John Steinbeck vient de faire son entrée, plus de 60 ans après son prix Nobel, dans la fameuse Bibliothèque dont le catalogue forme un Panthéon des lettres.

Depuis la création de la collection en 1931, intégrée aux Editions Gallimard en 1933, la maquette n’a pas bougé.

Format poche, papier bible opacifié, caractères Garamond, couverture cuir avec dos doré à l’or fin, étui blanc. Les Pléiades sont immédiatement reconnaissables.

“L’exigence” dans la qualité de fabrication est un terme qui revient souvent chez le directeur de production de Gallimard, Pascal Lenoir. “Le lecteur de la Pléiade s’attend à ce que son volume acheté en librairie soit parfait”, souligne-t-il.

Réimpressions sur des décennies

Cela se termine dans l’usine Ateliers Babouot à Lagny-sur-Marne, à l’est de Paris, par le coup de main qui glisse le volume de 1.664 pages dans un étui cartonné blanc. Sous une photo de l’auteur, “John Steinbeck” en rouge, “Romans” en noir.

Et cela commence par la fabrication du papier à la Papeterie du Léman, près du lac du même nom, à Publier (Haute-Savoie). Cette usine, quand elle a commencé à travailler pour la Pléiade, appartenait au groupe Bolloré, qui l’a revendue en 2009. Ce rival de Gallimard dans le secteur de l’édition voit encore son nom imprimé en fin de volume. Le précieux papier est signé Bolloré Thin Papers, qui a peu à peu supplanté d’autres fournisseurs.
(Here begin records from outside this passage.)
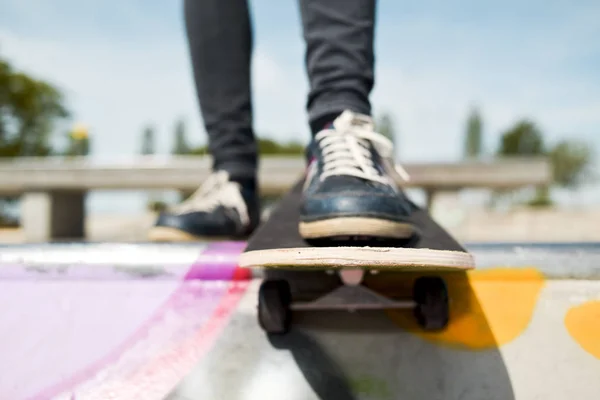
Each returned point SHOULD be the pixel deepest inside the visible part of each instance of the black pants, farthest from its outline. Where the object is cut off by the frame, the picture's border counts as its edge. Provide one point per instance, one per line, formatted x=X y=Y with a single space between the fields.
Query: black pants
x=339 y=61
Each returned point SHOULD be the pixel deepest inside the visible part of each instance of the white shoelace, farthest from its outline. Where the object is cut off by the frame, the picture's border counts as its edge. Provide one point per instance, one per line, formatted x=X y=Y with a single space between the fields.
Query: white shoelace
x=346 y=151
x=216 y=191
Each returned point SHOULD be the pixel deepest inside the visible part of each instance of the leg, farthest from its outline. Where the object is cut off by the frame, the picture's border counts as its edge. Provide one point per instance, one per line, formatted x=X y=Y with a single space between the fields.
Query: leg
x=226 y=206
x=220 y=42
x=339 y=36
x=352 y=189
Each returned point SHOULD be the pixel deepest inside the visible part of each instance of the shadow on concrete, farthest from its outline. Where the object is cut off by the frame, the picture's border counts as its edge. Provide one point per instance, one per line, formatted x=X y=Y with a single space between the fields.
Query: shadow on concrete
x=322 y=373
x=385 y=355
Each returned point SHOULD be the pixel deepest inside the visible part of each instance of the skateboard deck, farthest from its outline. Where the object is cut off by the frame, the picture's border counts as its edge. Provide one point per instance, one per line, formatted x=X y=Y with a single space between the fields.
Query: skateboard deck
x=277 y=247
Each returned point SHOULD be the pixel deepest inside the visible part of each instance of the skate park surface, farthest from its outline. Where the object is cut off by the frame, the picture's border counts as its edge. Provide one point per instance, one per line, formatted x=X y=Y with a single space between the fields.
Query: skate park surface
x=160 y=321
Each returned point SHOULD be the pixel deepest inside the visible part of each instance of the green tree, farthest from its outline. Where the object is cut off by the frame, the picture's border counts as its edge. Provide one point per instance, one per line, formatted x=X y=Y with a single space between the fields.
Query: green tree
x=473 y=137
x=148 y=140
x=181 y=145
x=30 y=110
x=523 y=139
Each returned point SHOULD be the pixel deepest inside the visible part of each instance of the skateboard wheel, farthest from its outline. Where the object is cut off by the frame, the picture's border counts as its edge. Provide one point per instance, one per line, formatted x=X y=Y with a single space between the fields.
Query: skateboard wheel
x=431 y=297
x=274 y=314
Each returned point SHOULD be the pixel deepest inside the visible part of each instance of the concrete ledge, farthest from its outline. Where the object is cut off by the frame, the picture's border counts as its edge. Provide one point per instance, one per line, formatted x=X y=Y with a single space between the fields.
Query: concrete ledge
x=554 y=260
x=276 y=174
x=56 y=214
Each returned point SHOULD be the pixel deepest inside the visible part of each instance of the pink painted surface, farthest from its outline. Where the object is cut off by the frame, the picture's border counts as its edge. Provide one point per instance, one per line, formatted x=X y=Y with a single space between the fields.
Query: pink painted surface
x=86 y=339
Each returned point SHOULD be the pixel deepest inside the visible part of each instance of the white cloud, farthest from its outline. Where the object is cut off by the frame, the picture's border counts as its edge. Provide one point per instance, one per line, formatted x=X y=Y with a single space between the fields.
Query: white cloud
x=429 y=80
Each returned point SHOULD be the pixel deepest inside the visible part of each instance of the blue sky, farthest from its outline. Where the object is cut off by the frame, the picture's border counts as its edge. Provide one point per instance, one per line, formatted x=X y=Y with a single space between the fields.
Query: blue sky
x=125 y=64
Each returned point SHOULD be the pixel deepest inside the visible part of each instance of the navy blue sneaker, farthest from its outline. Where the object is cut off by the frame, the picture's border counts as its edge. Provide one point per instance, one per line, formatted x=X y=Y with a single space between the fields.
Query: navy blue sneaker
x=220 y=209
x=352 y=187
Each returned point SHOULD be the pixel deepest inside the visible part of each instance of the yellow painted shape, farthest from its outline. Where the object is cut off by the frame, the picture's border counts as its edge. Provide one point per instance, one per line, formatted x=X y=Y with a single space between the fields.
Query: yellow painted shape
x=488 y=308
x=583 y=324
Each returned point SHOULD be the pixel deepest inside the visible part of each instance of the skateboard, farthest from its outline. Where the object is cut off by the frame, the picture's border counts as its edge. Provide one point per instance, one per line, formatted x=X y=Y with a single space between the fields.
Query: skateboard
x=331 y=274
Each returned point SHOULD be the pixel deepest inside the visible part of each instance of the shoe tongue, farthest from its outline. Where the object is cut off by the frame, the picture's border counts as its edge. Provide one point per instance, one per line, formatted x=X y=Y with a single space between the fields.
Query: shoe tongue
x=348 y=119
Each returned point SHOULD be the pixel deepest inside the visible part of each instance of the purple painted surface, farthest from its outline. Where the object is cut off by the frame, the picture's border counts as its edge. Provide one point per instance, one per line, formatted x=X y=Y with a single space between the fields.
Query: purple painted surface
x=59 y=334
x=218 y=262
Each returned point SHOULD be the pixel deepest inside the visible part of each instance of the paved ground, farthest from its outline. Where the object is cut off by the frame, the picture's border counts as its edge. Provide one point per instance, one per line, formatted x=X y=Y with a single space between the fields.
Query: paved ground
x=117 y=321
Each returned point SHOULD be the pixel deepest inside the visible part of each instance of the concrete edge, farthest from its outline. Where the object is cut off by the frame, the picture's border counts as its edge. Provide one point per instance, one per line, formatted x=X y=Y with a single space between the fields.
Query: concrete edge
x=554 y=260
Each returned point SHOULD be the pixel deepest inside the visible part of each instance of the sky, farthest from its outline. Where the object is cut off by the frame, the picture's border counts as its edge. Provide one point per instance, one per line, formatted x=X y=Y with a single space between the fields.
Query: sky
x=125 y=64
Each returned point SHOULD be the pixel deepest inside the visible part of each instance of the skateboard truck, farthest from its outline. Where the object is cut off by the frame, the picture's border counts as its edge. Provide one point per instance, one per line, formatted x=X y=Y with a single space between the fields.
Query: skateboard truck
x=429 y=301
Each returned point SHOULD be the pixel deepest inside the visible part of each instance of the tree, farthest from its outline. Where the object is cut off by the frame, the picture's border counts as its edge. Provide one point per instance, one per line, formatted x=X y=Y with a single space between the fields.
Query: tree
x=473 y=137
x=523 y=139
x=385 y=125
x=30 y=110
x=181 y=145
x=148 y=141
x=571 y=163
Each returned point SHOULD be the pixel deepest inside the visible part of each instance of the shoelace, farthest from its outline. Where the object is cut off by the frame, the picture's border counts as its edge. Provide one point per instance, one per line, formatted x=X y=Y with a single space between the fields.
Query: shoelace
x=347 y=152
x=216 y=191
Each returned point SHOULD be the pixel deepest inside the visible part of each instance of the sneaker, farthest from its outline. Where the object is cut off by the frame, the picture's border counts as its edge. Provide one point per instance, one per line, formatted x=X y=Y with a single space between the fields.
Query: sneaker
x=352 y=188
x=220 y=209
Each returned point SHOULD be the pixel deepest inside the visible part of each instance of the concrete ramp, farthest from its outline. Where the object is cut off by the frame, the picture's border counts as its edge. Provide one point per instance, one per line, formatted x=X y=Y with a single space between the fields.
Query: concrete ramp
x=125 y=321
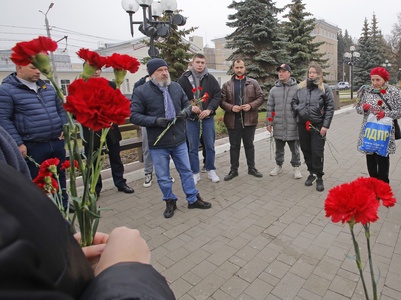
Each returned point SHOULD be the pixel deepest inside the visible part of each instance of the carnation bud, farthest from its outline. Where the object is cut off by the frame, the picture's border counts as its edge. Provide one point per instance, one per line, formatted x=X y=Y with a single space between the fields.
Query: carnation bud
x=119 y=75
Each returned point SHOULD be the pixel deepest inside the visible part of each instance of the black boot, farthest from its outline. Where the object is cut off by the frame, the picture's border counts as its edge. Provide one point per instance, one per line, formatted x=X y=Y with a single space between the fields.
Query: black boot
x=319 y=184
x=171 y=206
x=199 y=203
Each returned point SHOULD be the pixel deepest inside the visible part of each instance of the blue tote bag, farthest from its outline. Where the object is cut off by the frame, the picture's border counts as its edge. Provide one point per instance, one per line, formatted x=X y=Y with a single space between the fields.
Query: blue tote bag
x=377 y=135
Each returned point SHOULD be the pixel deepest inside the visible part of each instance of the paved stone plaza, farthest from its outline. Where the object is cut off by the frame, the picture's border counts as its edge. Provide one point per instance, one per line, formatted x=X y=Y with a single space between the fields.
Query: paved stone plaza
x=265 y=238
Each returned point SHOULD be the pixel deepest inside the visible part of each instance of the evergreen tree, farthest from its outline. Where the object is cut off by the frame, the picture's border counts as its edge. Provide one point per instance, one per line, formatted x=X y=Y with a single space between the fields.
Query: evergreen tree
x=344 y=44
x=363 y=65
x=371 y=47
x=174 y=50
x=257 y=39
x=300 y=48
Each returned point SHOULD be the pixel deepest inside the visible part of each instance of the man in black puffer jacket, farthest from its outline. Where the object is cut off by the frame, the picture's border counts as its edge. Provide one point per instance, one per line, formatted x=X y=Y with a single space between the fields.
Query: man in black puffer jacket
x=162 y=106
x=33 y=115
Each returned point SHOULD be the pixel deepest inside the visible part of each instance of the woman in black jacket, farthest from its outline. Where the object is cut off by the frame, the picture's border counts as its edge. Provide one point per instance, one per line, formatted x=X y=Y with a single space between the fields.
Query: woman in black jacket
x=313 y=106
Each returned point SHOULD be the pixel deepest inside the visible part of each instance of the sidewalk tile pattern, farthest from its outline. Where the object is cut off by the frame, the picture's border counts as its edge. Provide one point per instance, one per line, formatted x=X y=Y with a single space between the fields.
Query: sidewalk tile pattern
x=266 y=238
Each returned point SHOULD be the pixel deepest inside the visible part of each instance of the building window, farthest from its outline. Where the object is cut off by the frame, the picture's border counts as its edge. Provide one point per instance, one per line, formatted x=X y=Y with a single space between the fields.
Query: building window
x=64 y=85
x=127 y=84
Une machine y travaille, à la commande, quelques fois par an seulement. Pour le volume de John Steinbeck, c’était début décembre.

“La machine à papier N°4, c’est celle qui produit entre autres le papier pour Gallimard, qu’on appelle dans notre gamme le Bible 36 chamois”, explique le responsable de production Ivan Fourmond.

La Bibliothèque de la Pléiade existe depuis 1931. 
Photo : AFP/VNA/CVN

Trente-six grammes par mètre carré, couleur chamois (une nuance du jaune proche du beige). “Elle fait à peu près 80 m de long, du début à la fin, sur trois étages, puisqu’il y a énormément d’étapes pour fabriquer une feuille de papier”, ajoute-t-il. De gros rouleaux sortent de cette machine, parfaitement lisses et uniformes.

Direction le site de Normandie Roto Impression, en périphérie d’Alençon, à 800 km de là. Il est le seul qui ait la confiance des éditions Gallimard.

“La bobine, le papier vierge rentre dans le groupe d’impression. On imprime recto-verso et on imprime en deux cahiers de 48 pages, c’est-à-dire qu’on imprime 96 pages en une rotation du groupe d’impression”, informe en janvier son directeur général Christophe Pillon.

Le résultat est vérifié par l’œil humain. L’alignement des blocs de texte entre recto et verso doit être impeccable.

Ces cahiers posés à plat partent pour la dernière étape, chez Babouot. Ils vont commencer par y reposer dans l’entrepôt de l’usine. Sur 3.700 m², celui-ci compte en réserve quelque 300 auteurs différents dont les œuvres sont prêtes à être reliées de nouveau.

Car la Pléiade est un cas quasi unique de réimpressions s’étalant sur des décennies. “Nos machines doivent se plier à l’exigence de Gallimard” et “l’opérateur doit s’adapter aux machines de différentes époques”, souligne Marie-Amandine Erika, technicienne de fabrication.

Cuir de Nouvelle-Zélande

Installé près des bords de Marne depuis un demi-siècle, le lieu est volontairement humide. Ce papier bible garde plus de souplesse et de régularité dans une hygrométrie plutôt élevée.

Un volume de la Pléiade réclame trois semaines de fabrication, entre la sortie d’entrepôt des cahiers imprimés et le produit fini. On traque dès l’origine défauts d’impression ou de pliure. Les cahiers sont assemblés avec du fil de couture en coton, ensuite collés ensemble, dotés d’une page de garde, maintenus dans une “mousseline”, enfin massicotés.

Il faut ensuite leur adjoindre la fameuse couverture cartonnée habillée de cuir. Les peaux venues de moutons de Nouvelle-Zélande sont tannées et teintes en France.

À chaque époque ou siècle sa couleur : havane pour le XXe, donc Steinbeck. Quelle sera celle des auteurs du XXIe ? “On ne le sait pas encore nous-mêmes...”, répond Hélène Ladégaillerie, directrice de production chez Babouot.

Les dos sont décorés à l’or 23 carats, avec des fers qui appliquent les rayures horizontales caractéristiques de la collection. Pour 260.000 exemplaires par an, Gallimard consomme quelque 45 kg du métal précieux. Une machine applique à ces dos la courbure appréciée des bibliophiles.

Contrôlé et recontrôlé à chaque étape, chaque volume est achevé à la main quand il reçoit sa jaquette plastique transparente en rhodoïd, est inséré dans son étui, puis placé ensemble en carton.

Les quatre romans de Steinbeck réunis peuvent partir chez le diffuseur, puis en librairie. Au début de l’introduction, page IX, le lecteur découvrira ces mots de 1939. “Je n’ai jamais voulu être un écrivain populaire”.